China on Wednesday reported its lowest number of new coronavirus cases in two weeks.

The head of the WHO's emergency programme, Dr Mike Ryan, also said the stabilisation of new case numbers in China was reassuring, as was the apparently less aggressive and less accelerated behaviour of the virus outside of Hubei province.

"(That) is to a great extent due to a huge public health operation in China," he told the briefing. "That ... gives us an opportunity for containment."

Dr Ryan added that it was still too early "to predict the beginning, the middle or end of the epidemic".

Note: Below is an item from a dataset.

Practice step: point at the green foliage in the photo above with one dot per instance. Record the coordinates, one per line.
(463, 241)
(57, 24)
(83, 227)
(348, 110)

Dr Marie-Paule Kieny, a former WHO virologist who co-chaired the two-day, closed-door research forum in Geneva, also said Chinese scientists are testing two antiviral drugs against the new coronavirus and preliminary clinical trial results are weeks away. The forum was attended by more than 300 scientists and researchers, including some who took part virtually from China and Taiwan.

"The Chinese colleagues are very eager to participate in protocols which are being defined so that all the clinical trials are done according to the same standards and are looking towards the same outcome," she said. "They were very interested in working on such a master protocol."

The coronavirus, now dubbed Covid-19, that emerged in central China in December has infected more than 44,000 people and killed over 1,100 in China and has spread to at least 24 other countries.

Dr Kieny said quite a number of patients have already been dosed with a combination of the antiviral drugs ritonavir and lopinavir, but she did not have an exact count.

"(It) would be excellent if it would work because this drug is available in particular as a generic formulation for the treatment of HIV, so this would clearly be a drug that would be available," Dr Kieny said.

The combination HIV therapy is sold under the brand name Kaletra by AbbVie Inc.

It remains to be seen whether the treatment will prove effective against the new virus, she said.

"We don't know the result, and we still have to wait for a few days, or a few weeks to have a result."

A state-run Chinese research institute applied last week for a patent on the use of the experimental antiviral drug remdesivir from US-based Gilead Sciences Inc, which scientists hope may be effective against the coronavirus.

"They will very soon start to dose patients on remdesivir... which had been tested without much success with Ebola, but Ebola virus and coronavirus are different and it may have a better success with corona," Dr Kieny said.